Permanência de Endrick vira a prioridade do Palmeiras no começo do ano

janeiro 26, 2022 0 Categorias de Base, Notícias

Endrick faz a festa da torcida depois do título da Copinha (FOTO: MARCOS RIBOLLI/PALMEIRAS)

Mal acabou a Copa São Paulo 2022 e aconteceu o óbvio: o atacante Endrick, de 15 anos, eleito o melhor jogador do torneio, já tem “estafe” cuidado de sua carreira. Esse sintoma de “cooptação” de mercado não é de hoje no futebol, mas sempre assombra por causa da rapidez com que esse tipo de coisa ocorre.

O menino, que estaria sendo “cobiçado e monitorado” por grandes clubes da Europa, tornou-se uma das prioridades do Palmeiras para este ano, que tenta de todas as formas blindar o atleta para evitar o assédio incessante.

De acordo com o site Ge/Globo Esporte.com, a família de Endrick e pessoas que o “assessoram” garantem que o primeiro contrato profissional dele, que só pode ser assinado em julho, quando completará 16 anos, já está encaminhado.

A legislação brasileira só libera o registro de um jogador profissional a partir dos 16 anos – Endrick faz aniversário no dia 21 de julho.

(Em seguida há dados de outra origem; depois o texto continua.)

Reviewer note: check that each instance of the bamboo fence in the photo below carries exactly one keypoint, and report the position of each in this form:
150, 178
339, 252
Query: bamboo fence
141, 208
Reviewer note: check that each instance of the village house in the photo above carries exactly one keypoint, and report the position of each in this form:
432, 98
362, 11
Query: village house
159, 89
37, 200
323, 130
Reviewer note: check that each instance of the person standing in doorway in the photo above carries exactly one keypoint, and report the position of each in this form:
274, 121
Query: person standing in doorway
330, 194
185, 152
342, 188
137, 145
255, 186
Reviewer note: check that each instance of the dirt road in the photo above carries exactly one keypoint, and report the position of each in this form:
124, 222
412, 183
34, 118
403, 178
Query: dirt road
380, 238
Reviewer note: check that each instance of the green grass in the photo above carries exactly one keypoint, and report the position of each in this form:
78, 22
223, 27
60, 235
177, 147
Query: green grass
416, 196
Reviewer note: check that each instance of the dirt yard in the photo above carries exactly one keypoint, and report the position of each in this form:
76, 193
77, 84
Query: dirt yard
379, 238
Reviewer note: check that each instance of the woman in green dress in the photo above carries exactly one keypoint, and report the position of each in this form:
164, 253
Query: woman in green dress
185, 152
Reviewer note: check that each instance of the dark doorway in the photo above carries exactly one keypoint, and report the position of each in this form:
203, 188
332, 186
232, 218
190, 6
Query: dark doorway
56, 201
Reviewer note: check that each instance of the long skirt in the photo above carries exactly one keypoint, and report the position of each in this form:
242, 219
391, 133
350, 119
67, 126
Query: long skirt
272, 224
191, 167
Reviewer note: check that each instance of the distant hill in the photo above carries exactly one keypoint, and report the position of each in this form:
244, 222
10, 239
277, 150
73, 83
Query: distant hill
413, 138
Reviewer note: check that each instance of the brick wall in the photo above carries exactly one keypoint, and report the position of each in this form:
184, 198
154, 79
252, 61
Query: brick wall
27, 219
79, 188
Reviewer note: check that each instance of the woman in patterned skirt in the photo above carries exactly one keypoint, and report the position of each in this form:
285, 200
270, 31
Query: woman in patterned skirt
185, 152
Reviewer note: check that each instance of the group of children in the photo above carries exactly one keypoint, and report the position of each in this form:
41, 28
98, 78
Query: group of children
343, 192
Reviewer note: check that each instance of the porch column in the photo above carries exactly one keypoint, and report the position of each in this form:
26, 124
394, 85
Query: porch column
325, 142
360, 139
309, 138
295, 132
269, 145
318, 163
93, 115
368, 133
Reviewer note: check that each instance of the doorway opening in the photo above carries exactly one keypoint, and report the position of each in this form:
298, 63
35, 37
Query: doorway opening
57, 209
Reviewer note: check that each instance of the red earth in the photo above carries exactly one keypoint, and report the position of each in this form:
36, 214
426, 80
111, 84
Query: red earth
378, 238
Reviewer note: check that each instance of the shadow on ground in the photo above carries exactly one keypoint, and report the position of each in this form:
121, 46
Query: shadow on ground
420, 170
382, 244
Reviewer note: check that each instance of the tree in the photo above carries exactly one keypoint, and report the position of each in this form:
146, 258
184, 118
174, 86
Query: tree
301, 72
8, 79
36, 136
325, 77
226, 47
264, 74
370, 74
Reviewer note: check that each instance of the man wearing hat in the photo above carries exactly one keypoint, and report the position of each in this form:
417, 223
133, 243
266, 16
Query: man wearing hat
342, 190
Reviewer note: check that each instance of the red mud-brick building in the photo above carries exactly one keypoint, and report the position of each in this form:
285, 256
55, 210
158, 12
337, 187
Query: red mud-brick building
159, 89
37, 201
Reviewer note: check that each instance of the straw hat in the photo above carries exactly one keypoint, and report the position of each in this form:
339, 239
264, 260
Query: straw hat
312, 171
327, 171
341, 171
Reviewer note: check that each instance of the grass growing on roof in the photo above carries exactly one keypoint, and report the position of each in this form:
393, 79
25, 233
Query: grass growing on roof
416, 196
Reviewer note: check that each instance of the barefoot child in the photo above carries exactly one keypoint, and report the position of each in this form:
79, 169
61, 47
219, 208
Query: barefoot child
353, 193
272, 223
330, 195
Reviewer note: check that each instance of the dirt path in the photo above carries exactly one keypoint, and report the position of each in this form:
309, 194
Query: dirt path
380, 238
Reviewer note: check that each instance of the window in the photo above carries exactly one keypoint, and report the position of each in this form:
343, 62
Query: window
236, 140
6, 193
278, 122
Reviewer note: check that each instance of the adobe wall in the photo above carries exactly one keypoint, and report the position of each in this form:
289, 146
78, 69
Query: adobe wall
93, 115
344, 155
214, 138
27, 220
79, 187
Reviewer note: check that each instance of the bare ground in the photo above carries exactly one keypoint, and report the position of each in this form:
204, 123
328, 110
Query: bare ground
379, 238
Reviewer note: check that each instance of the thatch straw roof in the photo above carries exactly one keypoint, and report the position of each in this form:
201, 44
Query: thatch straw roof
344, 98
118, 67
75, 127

Atualmente, o Palmeiras tem firmado um contrato de formação válido até 2025 que o resguarda do interesse de outros clubes, com multa estipulada em R$ 110 milhões. Para o estafe do atleta, o novo vínculo é o próximo passo na carreira do jogador.

“Não tem outra possibilidade, ele vai assinar com o Palmeiras. Ele tem um contrato de formação que é válido na legislação brasileira. Por que o atleta iria querer sair? O clube que apostou nele”, diz o agente Frederico Pena, consultor dos pais do atleta, em entrevista ao site Ge.

A parte preocupante de toda essa “situação” é a tal da “representação” do atleta. A assinatura do primeiro contrato é tratada com certeza do lado do atleta, da família e dos empresários que vão gerenciar a carreira do atacante. Aqui é o problema, digamos assim: sãos os mesmos que representam outros jovens de destaque como Vinicius Júnior, do Real Madrid, e Gabriel Martinelli, do Arsenal.

O primeiro vínculo será de três anos, período máximo permitido pela legislação, mas ainda há pontos a serem discutidos e acertados com a diretoria palmeirense.